I’m lucky that I need not travel far from home for all sorts of bodywork; New York City is virtually a United Nations of massage. I’ve been thwacked with a broom made of oak leaves before a pounding rubdown at the Turkish bathhouse; rolled with bamboo sticks from the Philippines (rather uncomfortable on the bonier parts of me but pleasant where I’m nicely padded); and walked on by a Korean woman dressed in what appeared to be the house uniform of blue polyester bra and panties, holding onto a pole suspended from the ceiling. (Sign in the dressing room: We love Americans!) My current favorite spot is in Brighton Beach. Since the 1970’s, Russian émigrés have turned this stretch of oceanside real estate into a Little Odessa, and it’s still possible to buy vodka and caviar by the gram at a club on the boardwalk. But recently and happily, Asians have infiltrated the neighborhood, offering amazing 60-minute reflexology for about $25. When I practically levitated after the therapist touched one spot on my foot, he looked at me knowingly and said, “No sleep,” correctly diagnosing my bout of insomnia. The only caveat is that I must escape into my own iPod world to drown out the Chinese warlord movies playing on a huge flat-screen TV.

I generally believe in the maxim that you get what you pay for. I go to world-class doctors; I buy cashmere sweaters that will probably outlive me; and I don’t expect that monkfish is going to taste like lobster. But after all these years, I’ve learned that massage satisfaction is not based on price. And the frequent language barrier off the beaten path is often a plus, eliminating the possibility of a Chatty Cathy. Because the best quality of any massage is…silence.

Aimee Lee Ball is the co-author of four books and writes frequently for the New York Times.

Circa 2300 B.C.: Weary Egyptians embrace reflexology enough to depict it on their tombs—perhaps ensuring a foot-rub-filled eternity.
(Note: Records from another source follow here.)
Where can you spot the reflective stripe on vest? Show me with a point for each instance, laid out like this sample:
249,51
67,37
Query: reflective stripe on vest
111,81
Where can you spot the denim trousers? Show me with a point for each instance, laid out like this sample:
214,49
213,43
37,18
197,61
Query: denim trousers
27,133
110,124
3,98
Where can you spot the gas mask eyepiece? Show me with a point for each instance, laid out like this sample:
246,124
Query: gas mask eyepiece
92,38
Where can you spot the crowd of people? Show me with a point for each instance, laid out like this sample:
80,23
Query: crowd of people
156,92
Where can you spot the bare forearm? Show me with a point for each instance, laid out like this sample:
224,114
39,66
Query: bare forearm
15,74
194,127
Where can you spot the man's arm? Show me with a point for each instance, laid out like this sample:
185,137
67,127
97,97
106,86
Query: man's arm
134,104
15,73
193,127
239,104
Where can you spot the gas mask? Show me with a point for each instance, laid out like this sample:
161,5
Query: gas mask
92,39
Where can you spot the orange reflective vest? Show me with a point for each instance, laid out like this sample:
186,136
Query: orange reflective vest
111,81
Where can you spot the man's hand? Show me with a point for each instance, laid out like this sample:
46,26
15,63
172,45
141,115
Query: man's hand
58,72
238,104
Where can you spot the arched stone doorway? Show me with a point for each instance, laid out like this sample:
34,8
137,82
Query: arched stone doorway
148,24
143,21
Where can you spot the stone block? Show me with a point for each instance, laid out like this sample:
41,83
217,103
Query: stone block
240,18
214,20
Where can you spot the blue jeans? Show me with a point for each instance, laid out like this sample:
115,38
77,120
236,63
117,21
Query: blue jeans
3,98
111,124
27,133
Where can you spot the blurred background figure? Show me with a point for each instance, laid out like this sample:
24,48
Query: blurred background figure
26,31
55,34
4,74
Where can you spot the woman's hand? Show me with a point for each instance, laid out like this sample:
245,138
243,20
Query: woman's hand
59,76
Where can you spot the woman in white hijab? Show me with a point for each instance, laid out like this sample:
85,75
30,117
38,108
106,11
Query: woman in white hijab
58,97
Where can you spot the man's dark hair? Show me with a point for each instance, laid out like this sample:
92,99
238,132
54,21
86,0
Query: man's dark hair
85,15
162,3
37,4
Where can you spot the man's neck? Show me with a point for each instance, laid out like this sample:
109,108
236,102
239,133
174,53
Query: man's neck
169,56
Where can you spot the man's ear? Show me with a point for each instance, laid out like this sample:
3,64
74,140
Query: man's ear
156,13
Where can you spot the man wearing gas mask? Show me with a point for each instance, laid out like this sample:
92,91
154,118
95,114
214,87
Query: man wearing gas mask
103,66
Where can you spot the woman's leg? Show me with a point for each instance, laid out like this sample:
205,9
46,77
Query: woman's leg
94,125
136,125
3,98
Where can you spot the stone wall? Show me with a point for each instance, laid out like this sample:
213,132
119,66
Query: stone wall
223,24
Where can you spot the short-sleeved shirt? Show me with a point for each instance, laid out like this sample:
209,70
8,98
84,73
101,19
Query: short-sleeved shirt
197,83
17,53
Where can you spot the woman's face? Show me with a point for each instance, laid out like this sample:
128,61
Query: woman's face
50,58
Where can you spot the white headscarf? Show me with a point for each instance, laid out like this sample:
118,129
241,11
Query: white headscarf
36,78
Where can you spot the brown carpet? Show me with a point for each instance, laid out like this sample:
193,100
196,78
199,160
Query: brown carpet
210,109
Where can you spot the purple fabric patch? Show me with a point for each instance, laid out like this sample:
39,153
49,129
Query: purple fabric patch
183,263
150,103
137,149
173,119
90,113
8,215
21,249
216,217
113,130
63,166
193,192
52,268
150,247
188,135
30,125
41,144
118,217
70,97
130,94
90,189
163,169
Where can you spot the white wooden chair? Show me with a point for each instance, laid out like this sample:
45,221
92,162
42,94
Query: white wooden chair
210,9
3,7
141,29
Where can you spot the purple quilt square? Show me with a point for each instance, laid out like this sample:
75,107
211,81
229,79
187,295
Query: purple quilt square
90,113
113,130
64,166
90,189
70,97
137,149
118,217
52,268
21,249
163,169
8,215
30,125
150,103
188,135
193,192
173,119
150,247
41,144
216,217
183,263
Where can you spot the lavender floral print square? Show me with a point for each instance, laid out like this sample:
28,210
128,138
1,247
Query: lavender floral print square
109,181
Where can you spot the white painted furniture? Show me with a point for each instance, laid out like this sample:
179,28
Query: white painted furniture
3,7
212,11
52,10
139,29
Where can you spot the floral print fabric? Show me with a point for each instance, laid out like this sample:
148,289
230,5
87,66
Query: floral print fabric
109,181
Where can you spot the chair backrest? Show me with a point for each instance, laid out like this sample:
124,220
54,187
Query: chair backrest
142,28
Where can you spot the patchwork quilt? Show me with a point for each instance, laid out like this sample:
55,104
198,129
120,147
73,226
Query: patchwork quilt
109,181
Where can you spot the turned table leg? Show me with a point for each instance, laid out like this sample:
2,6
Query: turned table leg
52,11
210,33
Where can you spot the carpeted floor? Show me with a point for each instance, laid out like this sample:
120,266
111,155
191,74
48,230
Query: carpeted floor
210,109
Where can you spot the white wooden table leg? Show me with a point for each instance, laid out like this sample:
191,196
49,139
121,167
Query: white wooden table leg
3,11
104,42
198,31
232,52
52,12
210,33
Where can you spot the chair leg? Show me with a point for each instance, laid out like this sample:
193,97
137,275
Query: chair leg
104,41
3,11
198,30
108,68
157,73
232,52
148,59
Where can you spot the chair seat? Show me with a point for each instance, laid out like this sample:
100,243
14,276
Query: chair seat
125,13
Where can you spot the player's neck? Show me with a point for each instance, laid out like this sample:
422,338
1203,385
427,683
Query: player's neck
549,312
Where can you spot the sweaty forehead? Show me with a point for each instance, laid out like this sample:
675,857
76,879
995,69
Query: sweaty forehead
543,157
Circa 400 B.C.: Hippocrates, the father of modern medicine, writes about the physiological effects of “rubbing.” Without specifying parts of the anatomy, he concludes that “hard rubbing constricts, soft relaxes, much rubbing thins, and moderate thickens.”

50 B.C.: Julius Caesar gets massages for his neuralgia—he was said to have been “pinched” every day (a practice continued by Italian men on public transportation).

1813: Per Henrik Ling, a Stockholm fencing master and gymnast, is credited with developing modern Swedish massage.

1868: Ling’s place in history is challenged by Johan Georg Mezger, a Dutch practitioner who classifies massage techniques, using terms such as effleurage (stroking) and petrissage (kneading) that nobody on a massage table cares about, so long as it feels good.

1895: J. H. Kellogg promotes “The Art of Massage” from his Battle Creek Sanitarium, in Michigan. Not to mention Corn Flakes.

1922: Reiki, an ancient Tibetan practice, is discovered by Japanese businessman Mikao Usui. He and his disciples, known as Reiki masters, claim healing powers even without touching—their hands hovering over the body like low-flying aircraft.

1928: A French chemist, René-Maurice Gattefossé, uses lavender oil to heal his burned hand. Aromatherapy is born, and forever after “aromatherapy massage” costs more.

Today: Ashram-style austerity is back, with the rise of detox and weight-loss spas and even “bikini boot camp” programs. What does it mean for sybarites? You now have to earn your end-of-day massage.